A higher level artificial intelligence should be able to express knowledge and reason about it, e.g. draw conclusions from facts or from assumptions. This can be achieved by using some kind of language. Formal (or symbolic) languages have been constructed partly for the sake of turning the “art of making conclusions”, and related problems, into a mathematically precise activity, and partly to facilitate the automation of reasoning. The formal languages of propositional logic and first-order logic are the cornerstones of the formal approaches to knowledge representation and deduction, and the multitude of other formal logical languages that exist are modifications or extensions of these. This course is an introduction to the key notions and results of propositional and first-order logic.
Course type:
- AS track: introductory
- AI track: elective
- Joint curriculum: introductory
Time: Given yearly, Spring
Teachers: Vera Koponen (UU)
Examiner: Marina Axelson-Fisk (CTH)
Introductory course giving the background in logic needed to take the WASP courses “Artificial Intelligence and Machine Learning” and “Graphical Models, Bayesian Learning and Statistical Relational Learning”.

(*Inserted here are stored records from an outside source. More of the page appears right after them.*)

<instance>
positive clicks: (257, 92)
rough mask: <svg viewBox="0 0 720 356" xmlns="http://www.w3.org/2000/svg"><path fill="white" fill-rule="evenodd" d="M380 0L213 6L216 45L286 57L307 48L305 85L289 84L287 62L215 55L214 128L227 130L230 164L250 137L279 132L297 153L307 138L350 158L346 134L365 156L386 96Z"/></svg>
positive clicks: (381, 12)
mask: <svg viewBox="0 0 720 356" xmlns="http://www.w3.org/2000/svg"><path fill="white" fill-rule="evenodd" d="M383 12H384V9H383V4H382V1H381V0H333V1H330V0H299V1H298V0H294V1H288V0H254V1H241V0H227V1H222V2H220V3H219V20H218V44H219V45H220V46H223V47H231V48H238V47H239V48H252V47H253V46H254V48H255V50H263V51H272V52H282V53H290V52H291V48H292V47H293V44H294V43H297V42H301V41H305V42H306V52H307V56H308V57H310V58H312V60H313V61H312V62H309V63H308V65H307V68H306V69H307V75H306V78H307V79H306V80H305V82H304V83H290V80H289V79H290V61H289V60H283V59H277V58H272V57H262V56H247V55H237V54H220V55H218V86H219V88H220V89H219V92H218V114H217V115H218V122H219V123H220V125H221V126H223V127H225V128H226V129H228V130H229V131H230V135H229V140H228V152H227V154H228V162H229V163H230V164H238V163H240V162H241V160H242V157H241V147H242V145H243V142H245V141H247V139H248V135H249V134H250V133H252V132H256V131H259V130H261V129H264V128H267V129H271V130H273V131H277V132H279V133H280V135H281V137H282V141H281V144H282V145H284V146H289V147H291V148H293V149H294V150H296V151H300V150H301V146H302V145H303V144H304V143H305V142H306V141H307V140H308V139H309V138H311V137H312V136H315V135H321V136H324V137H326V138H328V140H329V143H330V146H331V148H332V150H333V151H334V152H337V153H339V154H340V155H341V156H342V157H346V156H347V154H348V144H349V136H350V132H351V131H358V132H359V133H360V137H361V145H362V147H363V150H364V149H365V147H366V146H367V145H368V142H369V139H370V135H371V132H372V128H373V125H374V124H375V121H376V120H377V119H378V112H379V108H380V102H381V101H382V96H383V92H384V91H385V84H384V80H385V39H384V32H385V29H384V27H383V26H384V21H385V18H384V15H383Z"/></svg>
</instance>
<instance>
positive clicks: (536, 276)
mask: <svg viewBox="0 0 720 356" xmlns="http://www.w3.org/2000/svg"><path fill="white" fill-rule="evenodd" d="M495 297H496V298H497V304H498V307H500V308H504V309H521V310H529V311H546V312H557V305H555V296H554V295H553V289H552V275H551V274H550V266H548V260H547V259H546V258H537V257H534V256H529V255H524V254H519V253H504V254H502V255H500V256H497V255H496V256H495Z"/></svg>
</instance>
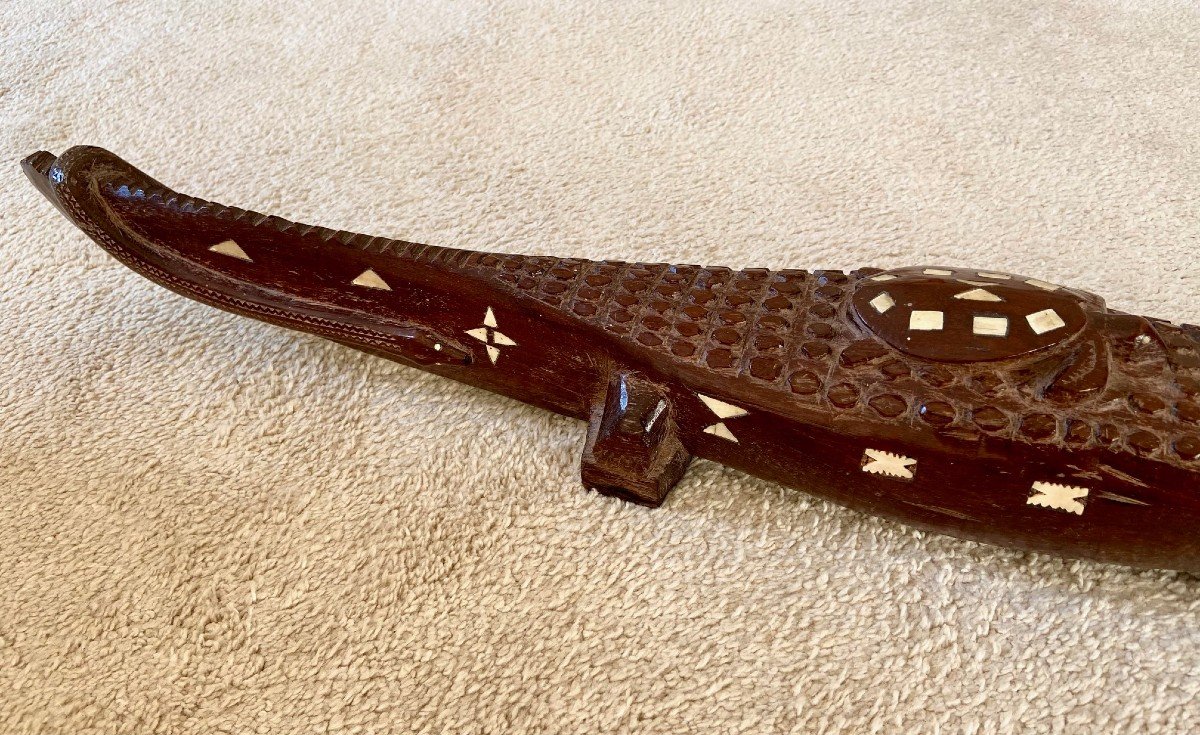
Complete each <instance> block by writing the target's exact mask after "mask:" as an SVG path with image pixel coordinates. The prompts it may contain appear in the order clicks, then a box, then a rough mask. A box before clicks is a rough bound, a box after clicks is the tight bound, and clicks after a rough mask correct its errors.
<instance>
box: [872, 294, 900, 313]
mask: <svg viewBox="0 0 1200 735" xmlns="http://www.w3.org/2000/svg"><path fill="white" fill-rule="evenodd" d="M895 305H896V301H895V299H893V298H892V294H890V293H888V292H886V291H884V292H882V293H880V295H877V297H875V298H874V299H871V309H874V310H875V311H878V312H880V313H887V312H888V309H892V307H893V306H895Z"/></svg>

After completing the course, students should be able to
- Formulate statements in a natural language (e.g. English) by a syntactically correct formula in propositional logic or in first-order logic, depending on what is appropriate in the context.
- Determine the truth value of a formula with respect to a truth value assignment if the formula is from propositional logic, or with respect to a structure if the formula is from first-order logic.
- Determine if a formula is satisfiable, valid or a logical consequence of a set of other formulas.
- Determine if two formulas are logically equivalent.
- Construct a (disjunctive, conjunctive or prenex) normal form which is equivalent to a given formula.
- Motivate some standard formal proof rules and construct formal proofs.
- Use the notions of logical consequence and/or formal proof together with the soundness and/or completeness theorems to determine the correctness of a claim that a statement follows from some given assumptions.
- Describe and apply some results from the course about algorithmic aspects about the problem of determining satisfiability, validity, logical consequence etc in propositional and first-order logic.
We study the two formal (logical) languages called propositional logic and first-order logic, which have a central role in modern logic and its applications.
Syntax and semantics of the formal language of propositional logic. Logical consequence and equivalence in propositional logic. Functional completeness. Disjunctive and conjunctive normal forms. Proof rules and formal proofs in propositional logic. Soundness and completeness of propositional logic.
Syntax of the formal language of first-order logic. First-order structures and the semantics of first-order logic. Logical consequence and equivalence in first-order logic. Prenex normal forms. Proof rules and formal proofs of first-order logic. Soundness and completeness of first-order logic. Computational aspects of propositional logic and first-order logic.
Valentin Goranko, Logic as a Tool: A Guide to Formal Logical Reasoning, John Wiley & Sons Ltd, 2016.
Home work assignments.
A re-examination is prepared about 6 months after the course covering completion of missing parts.